The highly modified metatarsal of Calvarius is slender and elongated, with no equivalents among its close relatives. It is convergently similar to the corresponding gracile metatarsals of more basal bipedal ornithischians such as Hypsilophodon and Dysalotosaurus. However, various anatomical characteristics indicate Calvarius was a member of the typically quadrupedal Styracosterna. As such, it may have occupied the cursorial niche of the smaller, bipedal non-styracosternan ornithopods.

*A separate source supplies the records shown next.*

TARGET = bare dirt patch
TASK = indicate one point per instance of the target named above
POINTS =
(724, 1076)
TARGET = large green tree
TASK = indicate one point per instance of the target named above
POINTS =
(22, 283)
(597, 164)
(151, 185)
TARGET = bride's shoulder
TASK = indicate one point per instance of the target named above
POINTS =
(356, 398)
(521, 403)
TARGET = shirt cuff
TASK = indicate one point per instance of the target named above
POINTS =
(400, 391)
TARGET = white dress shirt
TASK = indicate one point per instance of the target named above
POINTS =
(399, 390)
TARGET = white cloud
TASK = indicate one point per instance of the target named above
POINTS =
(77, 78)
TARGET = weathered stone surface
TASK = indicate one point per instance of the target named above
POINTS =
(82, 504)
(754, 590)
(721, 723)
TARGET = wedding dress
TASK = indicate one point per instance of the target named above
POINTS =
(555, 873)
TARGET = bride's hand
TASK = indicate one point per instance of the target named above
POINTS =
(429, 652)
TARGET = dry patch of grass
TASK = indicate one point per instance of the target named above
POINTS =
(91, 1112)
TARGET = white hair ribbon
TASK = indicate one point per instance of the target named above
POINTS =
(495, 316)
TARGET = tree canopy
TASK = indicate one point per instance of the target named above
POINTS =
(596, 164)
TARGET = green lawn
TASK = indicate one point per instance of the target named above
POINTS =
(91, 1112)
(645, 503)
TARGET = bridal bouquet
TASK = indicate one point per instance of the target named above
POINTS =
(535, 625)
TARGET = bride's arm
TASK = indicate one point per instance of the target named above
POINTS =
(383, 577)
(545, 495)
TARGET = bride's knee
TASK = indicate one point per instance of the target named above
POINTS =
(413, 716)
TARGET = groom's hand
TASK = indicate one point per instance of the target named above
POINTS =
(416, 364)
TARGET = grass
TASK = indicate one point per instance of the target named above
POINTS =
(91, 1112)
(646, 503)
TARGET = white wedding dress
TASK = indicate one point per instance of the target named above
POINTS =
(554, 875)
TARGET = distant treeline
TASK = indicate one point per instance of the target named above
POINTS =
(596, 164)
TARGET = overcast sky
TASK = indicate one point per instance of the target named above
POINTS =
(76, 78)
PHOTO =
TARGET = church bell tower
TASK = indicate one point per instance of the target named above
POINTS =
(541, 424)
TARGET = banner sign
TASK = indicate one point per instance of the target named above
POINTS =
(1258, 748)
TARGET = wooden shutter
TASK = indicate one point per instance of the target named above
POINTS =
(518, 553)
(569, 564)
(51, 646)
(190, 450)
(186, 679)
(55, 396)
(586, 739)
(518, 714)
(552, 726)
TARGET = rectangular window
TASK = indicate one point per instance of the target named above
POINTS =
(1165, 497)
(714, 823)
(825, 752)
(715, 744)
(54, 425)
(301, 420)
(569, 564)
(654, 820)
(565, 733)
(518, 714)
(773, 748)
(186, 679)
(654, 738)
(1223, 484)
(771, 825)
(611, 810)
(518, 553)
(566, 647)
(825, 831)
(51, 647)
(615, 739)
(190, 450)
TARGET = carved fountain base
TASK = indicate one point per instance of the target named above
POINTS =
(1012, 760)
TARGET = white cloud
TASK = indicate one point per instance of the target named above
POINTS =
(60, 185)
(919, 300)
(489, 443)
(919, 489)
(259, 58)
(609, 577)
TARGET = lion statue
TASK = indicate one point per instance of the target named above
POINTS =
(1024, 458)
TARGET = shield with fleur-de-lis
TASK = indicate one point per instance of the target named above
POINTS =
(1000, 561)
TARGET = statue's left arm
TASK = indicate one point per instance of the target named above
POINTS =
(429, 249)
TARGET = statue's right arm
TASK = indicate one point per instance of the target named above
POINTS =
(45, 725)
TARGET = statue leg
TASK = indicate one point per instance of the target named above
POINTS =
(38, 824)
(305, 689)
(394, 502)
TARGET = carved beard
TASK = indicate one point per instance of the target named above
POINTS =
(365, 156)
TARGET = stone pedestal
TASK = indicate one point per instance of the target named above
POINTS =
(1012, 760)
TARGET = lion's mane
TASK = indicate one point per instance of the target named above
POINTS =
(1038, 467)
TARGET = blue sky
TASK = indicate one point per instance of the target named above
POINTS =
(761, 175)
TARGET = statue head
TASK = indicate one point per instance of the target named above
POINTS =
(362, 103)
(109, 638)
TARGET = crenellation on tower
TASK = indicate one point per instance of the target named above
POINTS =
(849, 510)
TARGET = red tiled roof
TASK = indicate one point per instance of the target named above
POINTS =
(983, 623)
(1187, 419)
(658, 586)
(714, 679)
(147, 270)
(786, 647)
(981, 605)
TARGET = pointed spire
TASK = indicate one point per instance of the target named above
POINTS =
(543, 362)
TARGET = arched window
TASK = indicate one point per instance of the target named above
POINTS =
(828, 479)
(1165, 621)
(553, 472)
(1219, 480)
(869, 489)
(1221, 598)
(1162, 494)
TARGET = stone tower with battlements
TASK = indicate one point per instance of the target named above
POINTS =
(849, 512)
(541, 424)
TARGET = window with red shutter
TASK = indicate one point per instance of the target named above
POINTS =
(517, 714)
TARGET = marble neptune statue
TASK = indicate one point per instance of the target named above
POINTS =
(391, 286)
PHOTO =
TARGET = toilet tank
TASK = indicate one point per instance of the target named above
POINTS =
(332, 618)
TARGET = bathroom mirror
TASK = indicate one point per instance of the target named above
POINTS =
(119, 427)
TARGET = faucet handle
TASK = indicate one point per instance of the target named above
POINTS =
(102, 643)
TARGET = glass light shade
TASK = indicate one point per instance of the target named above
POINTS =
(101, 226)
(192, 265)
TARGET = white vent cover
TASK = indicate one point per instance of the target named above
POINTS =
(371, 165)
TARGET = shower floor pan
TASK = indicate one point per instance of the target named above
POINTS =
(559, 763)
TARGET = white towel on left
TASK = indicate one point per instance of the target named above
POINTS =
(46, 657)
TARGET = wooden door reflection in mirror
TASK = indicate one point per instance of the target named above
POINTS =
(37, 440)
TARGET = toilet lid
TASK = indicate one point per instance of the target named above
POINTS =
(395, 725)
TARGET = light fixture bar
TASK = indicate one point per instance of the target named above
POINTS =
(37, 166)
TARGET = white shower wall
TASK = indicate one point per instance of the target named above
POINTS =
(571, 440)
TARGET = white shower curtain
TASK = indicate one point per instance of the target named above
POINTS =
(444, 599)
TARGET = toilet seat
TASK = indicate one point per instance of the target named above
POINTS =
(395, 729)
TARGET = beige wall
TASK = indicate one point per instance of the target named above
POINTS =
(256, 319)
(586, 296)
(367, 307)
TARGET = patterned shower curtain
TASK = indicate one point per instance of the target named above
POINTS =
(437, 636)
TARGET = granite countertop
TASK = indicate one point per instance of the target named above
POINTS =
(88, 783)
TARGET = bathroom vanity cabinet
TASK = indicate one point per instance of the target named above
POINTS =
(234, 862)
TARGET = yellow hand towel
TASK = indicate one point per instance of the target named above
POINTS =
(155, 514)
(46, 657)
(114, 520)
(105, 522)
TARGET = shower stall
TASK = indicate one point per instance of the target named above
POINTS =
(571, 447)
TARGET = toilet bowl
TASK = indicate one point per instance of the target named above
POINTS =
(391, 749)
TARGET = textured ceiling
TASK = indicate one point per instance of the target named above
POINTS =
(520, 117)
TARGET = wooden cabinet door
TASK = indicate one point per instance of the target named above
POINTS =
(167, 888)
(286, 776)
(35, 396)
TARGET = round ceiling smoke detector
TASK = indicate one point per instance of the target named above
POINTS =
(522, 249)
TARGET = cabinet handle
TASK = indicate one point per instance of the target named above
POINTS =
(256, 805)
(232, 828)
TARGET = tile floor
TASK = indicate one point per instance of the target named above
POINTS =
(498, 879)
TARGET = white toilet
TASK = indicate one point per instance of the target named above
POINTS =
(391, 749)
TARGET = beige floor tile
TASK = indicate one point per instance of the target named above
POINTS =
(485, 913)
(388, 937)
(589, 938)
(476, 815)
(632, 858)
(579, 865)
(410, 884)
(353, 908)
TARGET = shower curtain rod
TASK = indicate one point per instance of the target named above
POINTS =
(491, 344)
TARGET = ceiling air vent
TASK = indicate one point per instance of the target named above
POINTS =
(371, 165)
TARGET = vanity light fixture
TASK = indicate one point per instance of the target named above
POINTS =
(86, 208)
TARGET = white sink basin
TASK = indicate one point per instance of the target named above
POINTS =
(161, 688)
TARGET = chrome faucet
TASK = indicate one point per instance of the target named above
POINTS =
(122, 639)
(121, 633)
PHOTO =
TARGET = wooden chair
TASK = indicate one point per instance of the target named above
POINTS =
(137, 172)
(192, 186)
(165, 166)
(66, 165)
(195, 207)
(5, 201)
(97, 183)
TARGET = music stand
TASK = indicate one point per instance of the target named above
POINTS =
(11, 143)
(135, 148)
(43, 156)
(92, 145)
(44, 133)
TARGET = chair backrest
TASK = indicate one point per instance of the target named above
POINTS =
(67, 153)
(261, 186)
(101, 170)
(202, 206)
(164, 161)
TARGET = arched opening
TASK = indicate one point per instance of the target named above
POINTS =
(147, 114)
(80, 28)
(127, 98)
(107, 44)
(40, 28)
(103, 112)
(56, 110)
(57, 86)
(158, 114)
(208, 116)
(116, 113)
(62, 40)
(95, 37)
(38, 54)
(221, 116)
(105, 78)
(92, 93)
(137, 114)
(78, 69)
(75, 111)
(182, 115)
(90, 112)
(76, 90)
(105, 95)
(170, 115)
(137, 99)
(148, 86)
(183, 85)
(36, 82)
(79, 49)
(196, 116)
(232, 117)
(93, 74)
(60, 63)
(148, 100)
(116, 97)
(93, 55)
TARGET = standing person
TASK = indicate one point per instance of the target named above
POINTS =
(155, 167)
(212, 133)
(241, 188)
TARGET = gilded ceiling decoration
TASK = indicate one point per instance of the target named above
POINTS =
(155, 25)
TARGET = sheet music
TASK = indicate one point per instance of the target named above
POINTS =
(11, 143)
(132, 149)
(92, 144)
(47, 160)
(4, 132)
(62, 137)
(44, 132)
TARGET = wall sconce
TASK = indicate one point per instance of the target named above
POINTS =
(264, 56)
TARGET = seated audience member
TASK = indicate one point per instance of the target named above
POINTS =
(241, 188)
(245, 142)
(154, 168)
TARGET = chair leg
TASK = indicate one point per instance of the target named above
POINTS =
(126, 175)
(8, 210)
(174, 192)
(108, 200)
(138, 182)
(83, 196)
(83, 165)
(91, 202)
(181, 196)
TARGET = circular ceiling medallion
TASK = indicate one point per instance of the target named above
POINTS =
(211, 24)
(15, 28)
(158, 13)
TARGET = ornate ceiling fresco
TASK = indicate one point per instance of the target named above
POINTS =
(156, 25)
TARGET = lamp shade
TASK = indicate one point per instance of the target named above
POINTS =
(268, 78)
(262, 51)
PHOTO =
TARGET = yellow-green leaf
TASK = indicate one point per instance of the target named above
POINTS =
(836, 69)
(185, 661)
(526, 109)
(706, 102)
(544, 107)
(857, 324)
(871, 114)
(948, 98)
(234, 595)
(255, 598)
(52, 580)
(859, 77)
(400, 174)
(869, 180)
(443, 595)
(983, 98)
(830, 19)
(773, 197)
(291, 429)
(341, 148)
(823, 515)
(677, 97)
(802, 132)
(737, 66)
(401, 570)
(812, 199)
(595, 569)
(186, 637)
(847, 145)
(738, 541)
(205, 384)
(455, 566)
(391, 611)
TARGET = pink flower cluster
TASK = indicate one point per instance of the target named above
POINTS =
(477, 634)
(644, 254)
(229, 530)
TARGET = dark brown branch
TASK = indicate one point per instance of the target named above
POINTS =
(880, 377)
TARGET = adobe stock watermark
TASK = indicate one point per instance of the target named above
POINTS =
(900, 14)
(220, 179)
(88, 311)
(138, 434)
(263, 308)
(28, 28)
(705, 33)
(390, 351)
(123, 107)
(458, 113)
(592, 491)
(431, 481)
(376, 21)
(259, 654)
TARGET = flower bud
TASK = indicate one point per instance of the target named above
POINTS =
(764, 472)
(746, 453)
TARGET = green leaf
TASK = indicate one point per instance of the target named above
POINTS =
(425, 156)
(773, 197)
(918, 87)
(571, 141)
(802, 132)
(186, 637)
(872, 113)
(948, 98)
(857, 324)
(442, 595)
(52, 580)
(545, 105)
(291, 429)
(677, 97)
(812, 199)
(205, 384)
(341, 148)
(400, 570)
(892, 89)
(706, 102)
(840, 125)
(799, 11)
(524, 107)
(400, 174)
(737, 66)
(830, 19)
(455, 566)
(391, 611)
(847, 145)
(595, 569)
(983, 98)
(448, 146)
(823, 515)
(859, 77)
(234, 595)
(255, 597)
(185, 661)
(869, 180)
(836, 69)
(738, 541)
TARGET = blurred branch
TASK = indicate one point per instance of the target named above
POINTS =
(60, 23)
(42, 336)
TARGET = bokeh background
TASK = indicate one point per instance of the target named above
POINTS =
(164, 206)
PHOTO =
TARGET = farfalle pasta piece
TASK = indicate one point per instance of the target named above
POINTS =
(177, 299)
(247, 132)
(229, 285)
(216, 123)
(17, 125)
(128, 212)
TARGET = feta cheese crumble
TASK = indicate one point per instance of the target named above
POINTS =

In their 2023 description of Calvarius, Prieto-Márquez & Sellés were unable to determine a precise phylogenetic position for this taxon via phylogenetic analyses, as these results recovered a large unresolved polytomy of styracosternans.

== Paleoenvironment ==
Calvarius is known from the Talarn Formation, which dates to the latest Maastrichtian age of the late Cretaceous period. At the end of the Cretaceous, much of Europe was an archipelago. The Talarn Formation outcrops represent part of this, deemed the 'Ibero-Armorican Island'. The putative troodontid Tamarro has also been named from the formation. Other European localities of similar age have yielded other dinosaurs including rhabdodontid ornithopods, various hadrosauroids, nodosaurid ankylosaurs, small titanosaur sauropods, and abelisauroid and maniraptoran theropods.